Teaching

At Middlebury, I teach courses in literary studies, with an emphasis on long eighteenth-century British literature. During my time at the University at Buffalo, I taught a wide variety of college writing and literature courses. On this page, you’ll find descriptions and syllabi for recent courses I’ve taught.

 

ENAM 225 – Eighteenth-Century Literature: British society, politics, and culture shifted dramatically over the course of the long eighteenth century (1660 – 1830) in response to the ascendance of an empowered mercantile bourgeoisie, the expansion of empire, and increasing British involvement and investment in the transatlantic slave trade. In this course, we will consider how writers and thinkers of this period grappled with these economic, social, and political transformations by reading novels, plays, poems, and essays.

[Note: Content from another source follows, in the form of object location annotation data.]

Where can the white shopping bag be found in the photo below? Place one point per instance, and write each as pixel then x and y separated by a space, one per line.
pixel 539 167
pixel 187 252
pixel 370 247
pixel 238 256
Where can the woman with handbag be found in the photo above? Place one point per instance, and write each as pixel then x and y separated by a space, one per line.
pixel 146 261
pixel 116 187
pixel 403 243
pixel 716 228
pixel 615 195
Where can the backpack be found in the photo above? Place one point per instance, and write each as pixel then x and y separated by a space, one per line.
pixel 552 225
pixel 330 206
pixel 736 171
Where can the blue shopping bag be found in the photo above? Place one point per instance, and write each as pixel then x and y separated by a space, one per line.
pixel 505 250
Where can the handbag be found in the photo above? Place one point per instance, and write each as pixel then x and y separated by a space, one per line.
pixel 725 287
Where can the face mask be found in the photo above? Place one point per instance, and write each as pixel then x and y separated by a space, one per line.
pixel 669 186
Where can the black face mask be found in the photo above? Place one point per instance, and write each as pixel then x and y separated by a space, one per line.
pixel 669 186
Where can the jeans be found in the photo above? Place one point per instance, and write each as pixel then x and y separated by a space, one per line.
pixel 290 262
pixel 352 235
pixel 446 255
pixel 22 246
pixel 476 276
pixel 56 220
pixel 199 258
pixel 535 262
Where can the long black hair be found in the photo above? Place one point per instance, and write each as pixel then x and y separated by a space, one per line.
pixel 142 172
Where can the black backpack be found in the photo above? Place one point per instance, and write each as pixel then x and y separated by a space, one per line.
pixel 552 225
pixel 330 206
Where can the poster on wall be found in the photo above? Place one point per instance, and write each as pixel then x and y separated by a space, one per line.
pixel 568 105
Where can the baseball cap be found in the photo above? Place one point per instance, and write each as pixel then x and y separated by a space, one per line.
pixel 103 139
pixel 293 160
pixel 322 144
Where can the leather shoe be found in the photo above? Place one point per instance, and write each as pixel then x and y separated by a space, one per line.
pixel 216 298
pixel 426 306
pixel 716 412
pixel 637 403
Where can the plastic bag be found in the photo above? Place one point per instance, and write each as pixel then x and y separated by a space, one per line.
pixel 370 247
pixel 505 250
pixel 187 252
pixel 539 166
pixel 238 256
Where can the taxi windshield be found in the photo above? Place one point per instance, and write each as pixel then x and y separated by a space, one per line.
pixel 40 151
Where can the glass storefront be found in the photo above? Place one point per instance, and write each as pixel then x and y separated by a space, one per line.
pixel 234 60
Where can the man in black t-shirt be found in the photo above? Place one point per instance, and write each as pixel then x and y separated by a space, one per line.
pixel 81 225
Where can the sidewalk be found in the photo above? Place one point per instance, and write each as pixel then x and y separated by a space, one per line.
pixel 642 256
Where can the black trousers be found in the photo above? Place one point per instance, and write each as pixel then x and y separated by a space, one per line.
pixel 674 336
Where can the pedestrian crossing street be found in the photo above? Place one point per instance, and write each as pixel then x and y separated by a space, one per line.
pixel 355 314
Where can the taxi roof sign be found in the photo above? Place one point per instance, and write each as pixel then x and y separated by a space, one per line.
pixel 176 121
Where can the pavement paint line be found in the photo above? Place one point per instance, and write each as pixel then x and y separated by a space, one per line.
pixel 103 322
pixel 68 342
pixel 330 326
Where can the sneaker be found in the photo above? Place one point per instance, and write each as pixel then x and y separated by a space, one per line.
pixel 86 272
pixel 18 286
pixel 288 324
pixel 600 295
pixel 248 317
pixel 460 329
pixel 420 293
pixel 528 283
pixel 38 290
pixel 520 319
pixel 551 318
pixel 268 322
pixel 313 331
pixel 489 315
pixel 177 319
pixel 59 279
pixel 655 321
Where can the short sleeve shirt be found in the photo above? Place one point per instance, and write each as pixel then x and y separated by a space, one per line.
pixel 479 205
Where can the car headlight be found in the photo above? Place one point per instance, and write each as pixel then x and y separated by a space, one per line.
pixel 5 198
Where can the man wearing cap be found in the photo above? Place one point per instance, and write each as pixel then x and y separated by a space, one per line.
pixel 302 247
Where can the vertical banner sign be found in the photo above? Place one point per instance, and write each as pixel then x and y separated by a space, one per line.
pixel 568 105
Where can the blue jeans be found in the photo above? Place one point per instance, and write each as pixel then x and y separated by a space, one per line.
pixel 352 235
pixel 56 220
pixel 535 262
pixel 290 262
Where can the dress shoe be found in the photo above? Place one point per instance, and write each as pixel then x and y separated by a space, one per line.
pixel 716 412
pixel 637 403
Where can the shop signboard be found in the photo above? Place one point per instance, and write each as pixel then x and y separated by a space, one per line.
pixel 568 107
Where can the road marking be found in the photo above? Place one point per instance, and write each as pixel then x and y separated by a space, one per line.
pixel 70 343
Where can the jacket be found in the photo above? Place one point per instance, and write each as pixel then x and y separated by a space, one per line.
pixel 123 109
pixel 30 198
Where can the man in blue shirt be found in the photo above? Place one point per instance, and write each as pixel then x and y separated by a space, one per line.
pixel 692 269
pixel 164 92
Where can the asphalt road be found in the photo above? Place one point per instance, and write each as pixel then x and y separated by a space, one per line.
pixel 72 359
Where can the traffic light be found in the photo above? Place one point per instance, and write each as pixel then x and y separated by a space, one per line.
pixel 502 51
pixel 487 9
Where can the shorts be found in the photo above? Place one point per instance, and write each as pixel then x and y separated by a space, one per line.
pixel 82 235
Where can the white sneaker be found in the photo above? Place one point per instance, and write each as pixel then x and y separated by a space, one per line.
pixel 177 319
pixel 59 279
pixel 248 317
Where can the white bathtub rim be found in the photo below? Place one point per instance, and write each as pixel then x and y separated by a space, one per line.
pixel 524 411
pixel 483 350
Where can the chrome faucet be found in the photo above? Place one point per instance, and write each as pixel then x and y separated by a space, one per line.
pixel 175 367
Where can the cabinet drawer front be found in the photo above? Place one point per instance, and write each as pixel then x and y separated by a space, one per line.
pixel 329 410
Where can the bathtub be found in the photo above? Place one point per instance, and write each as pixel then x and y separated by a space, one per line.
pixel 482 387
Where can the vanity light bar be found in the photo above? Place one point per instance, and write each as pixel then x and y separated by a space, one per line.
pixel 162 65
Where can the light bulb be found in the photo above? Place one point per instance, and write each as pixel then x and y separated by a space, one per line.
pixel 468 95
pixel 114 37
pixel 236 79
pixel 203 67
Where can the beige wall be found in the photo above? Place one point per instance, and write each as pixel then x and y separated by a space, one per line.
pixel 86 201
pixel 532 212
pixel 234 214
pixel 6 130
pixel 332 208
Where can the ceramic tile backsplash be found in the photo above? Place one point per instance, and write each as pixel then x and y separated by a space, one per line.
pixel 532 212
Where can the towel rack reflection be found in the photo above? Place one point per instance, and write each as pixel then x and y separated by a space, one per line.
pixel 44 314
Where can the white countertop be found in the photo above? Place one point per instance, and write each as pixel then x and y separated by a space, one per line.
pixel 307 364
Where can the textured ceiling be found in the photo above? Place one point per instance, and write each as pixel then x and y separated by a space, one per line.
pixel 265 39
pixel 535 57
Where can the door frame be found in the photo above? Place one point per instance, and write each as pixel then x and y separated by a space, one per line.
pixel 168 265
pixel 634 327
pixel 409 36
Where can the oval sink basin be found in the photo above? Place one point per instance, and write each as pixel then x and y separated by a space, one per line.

While our exploration will be ranging and adventurous, we’ll return to a cluster of core questions over the course of the semester. When, how, and why does commerce—considered as a set of mercantile practices and as a concept or ethos—emerge as an organizing framework for understanding society or its politics? How does this frame align with or interrupt more longstanding ideas about virtue, civic belonging, and liberty? How does the new commerce prompt engagements with ideas about vice or violence? How do Britons square notions of English liberty with the burgeoning economic importance and cultural salience of racial slavery? What kinds of social perspectives are enabled by “mobility” of certain kinds of people and the displacement and dispossession of others? What literary forms, modes, and genres were especially suited to taking on these questions, and why? Finally, how can addressing these questions in the context of the eighteenth-century British Atlantic world help us think through related issues in our contemporary moment?

 

 

ENAM 103C – Reading Literature- Disaster: In this course we will learn how to understand literature by thinking about how literature helps us to understand the world(s) around us—even, perhaps especially, as those worlds begin to fall apart. As we familiarize ourselves with the fundamentals of literary analysis and interpretation, we will consider how representing disasters (whether real or imagined) enables writers to grapple with the complexities, contradictions, and violence of their societies, environments, histories, and futures. What do we gain, as readers and writers, from the exercise of imagining social, political, economic, or cultural collapse? How does literature enable us to grapple with the reverberations of crisis across varying time scales? What are the politics of representing violence? And how do writers negotiate these questions through aesthetic and narrative choices? These questions will frame our encounter with basic critical strategies for reading literature.